Il primo dei cinque quadri è il collante tra questo “prologo” di presentazione e la vicenda vera e propria, l’elemento che unisce i due livelli metateatrali su cui si basa lo spettacolo per l’intera ora e mezza: la dichiarazione di indipendenza del Congo nel 1960, prima colonia belga, e dell’assassinio di Patrice Lumumba. Ecco che anche in Five Easy Pieces, Rau parte da un’analisi filologica e sociologica della vita di Dutroux, continuandola poi anche nella second piece “Padri e figli”: cosa fare se nostro figlio è un assassino?
Il terzo quadro, “Saggio sulla sottomissione” si apre con Blanche, la più piccola del gruppo, che rannicchiata sopra a un nudo materasso, è invitata da Van Doorn a spogliarsi: una, due, tre volte prima che la bambina inizi a togliersi maglione e pantaloni, rimanendo in biancheria, Blanche si sottomette al gioco del palcoscenico. La telecamera inquadra quindi il suo volto minuto che inizia a recitare una straziante lettera che una delle vittime aveva scritto ai genitori durante la prigionia in una fredda e sporca cantina di Marsinelle. Un momento alienante grazie al quale si svela il vero volto del carnefice e si assotiglia la linea tracciata da Rau che separa l’interpretazione dal reale.

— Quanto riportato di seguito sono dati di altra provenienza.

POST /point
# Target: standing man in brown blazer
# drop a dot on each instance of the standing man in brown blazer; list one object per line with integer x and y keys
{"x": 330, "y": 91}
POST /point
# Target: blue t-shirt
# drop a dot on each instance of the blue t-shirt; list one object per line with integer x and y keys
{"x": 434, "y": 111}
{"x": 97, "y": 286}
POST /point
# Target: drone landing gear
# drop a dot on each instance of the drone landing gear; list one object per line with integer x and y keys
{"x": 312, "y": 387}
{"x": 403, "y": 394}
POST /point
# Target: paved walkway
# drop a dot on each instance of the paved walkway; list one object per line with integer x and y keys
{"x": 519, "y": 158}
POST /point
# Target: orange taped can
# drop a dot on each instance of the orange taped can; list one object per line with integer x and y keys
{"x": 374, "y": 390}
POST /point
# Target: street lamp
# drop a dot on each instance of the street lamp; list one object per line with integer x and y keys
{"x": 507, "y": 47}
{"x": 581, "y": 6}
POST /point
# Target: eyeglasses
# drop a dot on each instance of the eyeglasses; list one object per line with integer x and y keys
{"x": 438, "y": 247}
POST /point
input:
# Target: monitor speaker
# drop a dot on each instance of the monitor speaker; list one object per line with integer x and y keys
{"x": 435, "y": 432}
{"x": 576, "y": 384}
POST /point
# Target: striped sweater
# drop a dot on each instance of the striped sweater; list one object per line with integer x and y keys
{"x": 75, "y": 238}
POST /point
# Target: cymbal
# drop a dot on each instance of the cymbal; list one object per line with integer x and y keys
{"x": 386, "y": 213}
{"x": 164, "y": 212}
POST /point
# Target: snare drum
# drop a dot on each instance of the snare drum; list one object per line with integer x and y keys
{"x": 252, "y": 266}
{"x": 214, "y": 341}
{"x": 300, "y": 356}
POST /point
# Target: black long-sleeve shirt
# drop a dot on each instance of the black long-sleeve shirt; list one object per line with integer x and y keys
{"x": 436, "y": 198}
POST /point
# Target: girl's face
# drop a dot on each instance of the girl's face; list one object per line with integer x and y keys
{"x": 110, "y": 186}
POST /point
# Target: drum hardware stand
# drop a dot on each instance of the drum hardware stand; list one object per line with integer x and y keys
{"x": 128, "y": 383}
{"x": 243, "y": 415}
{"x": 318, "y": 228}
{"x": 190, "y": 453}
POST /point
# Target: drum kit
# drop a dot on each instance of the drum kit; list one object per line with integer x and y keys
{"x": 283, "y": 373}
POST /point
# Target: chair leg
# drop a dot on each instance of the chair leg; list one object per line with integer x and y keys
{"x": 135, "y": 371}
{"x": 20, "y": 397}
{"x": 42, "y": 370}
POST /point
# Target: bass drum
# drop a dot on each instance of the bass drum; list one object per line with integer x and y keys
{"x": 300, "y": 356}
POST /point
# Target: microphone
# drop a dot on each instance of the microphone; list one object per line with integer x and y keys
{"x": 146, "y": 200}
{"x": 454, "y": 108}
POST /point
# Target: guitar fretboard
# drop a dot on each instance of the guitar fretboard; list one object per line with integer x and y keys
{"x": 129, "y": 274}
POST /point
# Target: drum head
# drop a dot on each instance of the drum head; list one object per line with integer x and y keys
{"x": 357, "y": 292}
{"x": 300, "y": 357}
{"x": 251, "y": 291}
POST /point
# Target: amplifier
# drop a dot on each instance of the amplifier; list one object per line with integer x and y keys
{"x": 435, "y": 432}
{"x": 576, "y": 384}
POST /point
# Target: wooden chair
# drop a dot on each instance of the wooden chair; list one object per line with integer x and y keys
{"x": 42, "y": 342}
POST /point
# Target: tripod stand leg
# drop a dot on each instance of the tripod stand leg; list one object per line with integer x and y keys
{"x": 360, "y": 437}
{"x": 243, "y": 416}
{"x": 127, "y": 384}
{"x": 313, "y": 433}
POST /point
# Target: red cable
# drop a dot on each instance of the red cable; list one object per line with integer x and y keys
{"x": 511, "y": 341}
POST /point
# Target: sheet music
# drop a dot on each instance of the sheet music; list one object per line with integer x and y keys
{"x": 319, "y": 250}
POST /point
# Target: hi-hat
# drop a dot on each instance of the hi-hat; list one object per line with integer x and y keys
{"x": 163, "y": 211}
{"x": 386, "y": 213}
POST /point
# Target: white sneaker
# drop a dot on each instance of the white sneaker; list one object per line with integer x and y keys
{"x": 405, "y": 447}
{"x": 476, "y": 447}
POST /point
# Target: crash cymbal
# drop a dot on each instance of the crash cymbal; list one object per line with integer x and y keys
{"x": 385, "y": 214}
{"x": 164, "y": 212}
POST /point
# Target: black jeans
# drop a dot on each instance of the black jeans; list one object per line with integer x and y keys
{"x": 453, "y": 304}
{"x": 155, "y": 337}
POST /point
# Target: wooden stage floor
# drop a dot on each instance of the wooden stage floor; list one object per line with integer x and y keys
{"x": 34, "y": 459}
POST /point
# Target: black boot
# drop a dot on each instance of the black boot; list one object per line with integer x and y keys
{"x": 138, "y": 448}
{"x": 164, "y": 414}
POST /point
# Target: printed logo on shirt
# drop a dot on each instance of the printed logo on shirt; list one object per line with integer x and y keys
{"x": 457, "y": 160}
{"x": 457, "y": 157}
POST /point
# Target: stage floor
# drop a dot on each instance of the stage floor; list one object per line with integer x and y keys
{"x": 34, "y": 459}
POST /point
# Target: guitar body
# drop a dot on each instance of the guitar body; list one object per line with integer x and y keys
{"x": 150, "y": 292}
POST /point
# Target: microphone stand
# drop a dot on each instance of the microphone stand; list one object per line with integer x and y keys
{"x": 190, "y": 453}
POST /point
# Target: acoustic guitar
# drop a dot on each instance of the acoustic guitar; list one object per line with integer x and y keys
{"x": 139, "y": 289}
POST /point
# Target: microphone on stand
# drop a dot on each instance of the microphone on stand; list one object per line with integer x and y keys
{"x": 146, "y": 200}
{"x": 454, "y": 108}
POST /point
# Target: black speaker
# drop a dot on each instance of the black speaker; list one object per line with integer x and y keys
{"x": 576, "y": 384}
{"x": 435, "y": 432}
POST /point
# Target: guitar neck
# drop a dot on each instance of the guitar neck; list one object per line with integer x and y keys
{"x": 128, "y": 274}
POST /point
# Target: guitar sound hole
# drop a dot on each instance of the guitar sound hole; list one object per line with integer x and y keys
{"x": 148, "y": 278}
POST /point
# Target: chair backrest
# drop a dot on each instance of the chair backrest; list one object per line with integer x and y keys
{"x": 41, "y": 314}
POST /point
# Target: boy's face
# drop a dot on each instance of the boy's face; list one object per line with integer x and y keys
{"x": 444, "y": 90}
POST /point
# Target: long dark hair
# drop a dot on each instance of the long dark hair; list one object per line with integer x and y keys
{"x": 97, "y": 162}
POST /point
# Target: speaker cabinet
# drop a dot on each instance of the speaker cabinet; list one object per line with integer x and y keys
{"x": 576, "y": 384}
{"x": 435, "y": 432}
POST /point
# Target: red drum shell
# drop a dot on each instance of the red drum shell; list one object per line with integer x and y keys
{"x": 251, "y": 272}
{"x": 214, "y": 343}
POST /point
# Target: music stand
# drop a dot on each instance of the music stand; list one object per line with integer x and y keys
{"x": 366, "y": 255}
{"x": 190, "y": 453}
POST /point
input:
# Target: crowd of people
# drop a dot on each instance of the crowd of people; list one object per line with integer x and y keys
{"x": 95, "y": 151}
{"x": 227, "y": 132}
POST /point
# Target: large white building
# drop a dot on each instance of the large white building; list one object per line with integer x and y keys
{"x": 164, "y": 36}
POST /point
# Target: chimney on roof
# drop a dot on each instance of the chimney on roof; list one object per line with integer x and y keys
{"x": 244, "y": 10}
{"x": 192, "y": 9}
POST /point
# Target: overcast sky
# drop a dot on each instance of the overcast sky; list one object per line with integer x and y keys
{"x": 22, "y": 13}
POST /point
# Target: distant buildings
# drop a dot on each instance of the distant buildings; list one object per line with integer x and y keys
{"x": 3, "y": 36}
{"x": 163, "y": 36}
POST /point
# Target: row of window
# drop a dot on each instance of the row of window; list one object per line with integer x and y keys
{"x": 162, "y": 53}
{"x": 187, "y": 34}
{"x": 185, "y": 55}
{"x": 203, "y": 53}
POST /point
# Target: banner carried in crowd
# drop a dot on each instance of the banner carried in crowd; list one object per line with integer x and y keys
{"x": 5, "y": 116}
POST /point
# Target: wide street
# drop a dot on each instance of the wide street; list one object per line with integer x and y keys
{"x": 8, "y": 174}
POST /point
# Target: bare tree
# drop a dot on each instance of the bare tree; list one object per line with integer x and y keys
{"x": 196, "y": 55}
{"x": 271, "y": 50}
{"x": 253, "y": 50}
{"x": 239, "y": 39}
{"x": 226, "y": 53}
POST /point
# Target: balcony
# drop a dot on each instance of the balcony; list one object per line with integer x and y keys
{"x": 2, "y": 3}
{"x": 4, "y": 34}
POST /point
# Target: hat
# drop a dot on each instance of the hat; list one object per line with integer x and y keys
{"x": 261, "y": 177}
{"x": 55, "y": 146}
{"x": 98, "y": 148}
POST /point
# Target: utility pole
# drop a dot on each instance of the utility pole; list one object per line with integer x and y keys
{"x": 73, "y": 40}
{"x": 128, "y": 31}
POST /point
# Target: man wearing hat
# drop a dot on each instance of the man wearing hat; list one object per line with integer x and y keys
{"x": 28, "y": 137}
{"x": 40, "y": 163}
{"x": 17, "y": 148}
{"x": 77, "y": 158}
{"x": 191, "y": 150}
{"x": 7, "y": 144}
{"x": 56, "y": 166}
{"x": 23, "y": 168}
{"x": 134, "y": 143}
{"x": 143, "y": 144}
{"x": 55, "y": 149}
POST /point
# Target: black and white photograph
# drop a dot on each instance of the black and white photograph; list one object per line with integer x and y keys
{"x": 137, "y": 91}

La disperazione dei genitori è il tema del quarto quadro “Soli di notte” dove due bambini interpretano i genitori di una delle vittime. Solo nel quinto quadro dal titolo pasoliniano “Cosa sono le nuvole?” si torna a respirare: prima il funerale di una delle vittime e finalmente la ribellione delle piccole vittime attraverso la straziante allegoria poetica dei burattini che riescono a vedere il cielo. 
Far portare in scena il dramma da bambini è doppiamente controverso e ambiguo, una pubblica accusa a un Paese che non è stato capace di proteggerli. Ma i bambini giocano, e il pubblico, attento voyeur, si fa complice, ridendo delle ingenuità di cui solo i i più piccoli sono capaci. In una intervista al “Guardian”, è lo stesso Rau che dichiara che usare bambini in scena sia servito per avere il giusto distacco dagli eventi, grazie alla loro capacità di suscitare riso anche quando si parla di argomenti tristi. Strano quindi come lo spettacolo sia sconsigliato alla visione degli stessi coetanei degli attori. 
Se il progetto è pensato come momento di formazione, ci si domanda se e in quale modo i bambini siano cresciuti in questo percorso, se siano riusciti a dare un volto alla violenza, senza che il narcisismo dell’attore abbia preso il sopravvento, riflettendo sull’identità di una nazione e concretizzando l’immaginario di un teatro politico.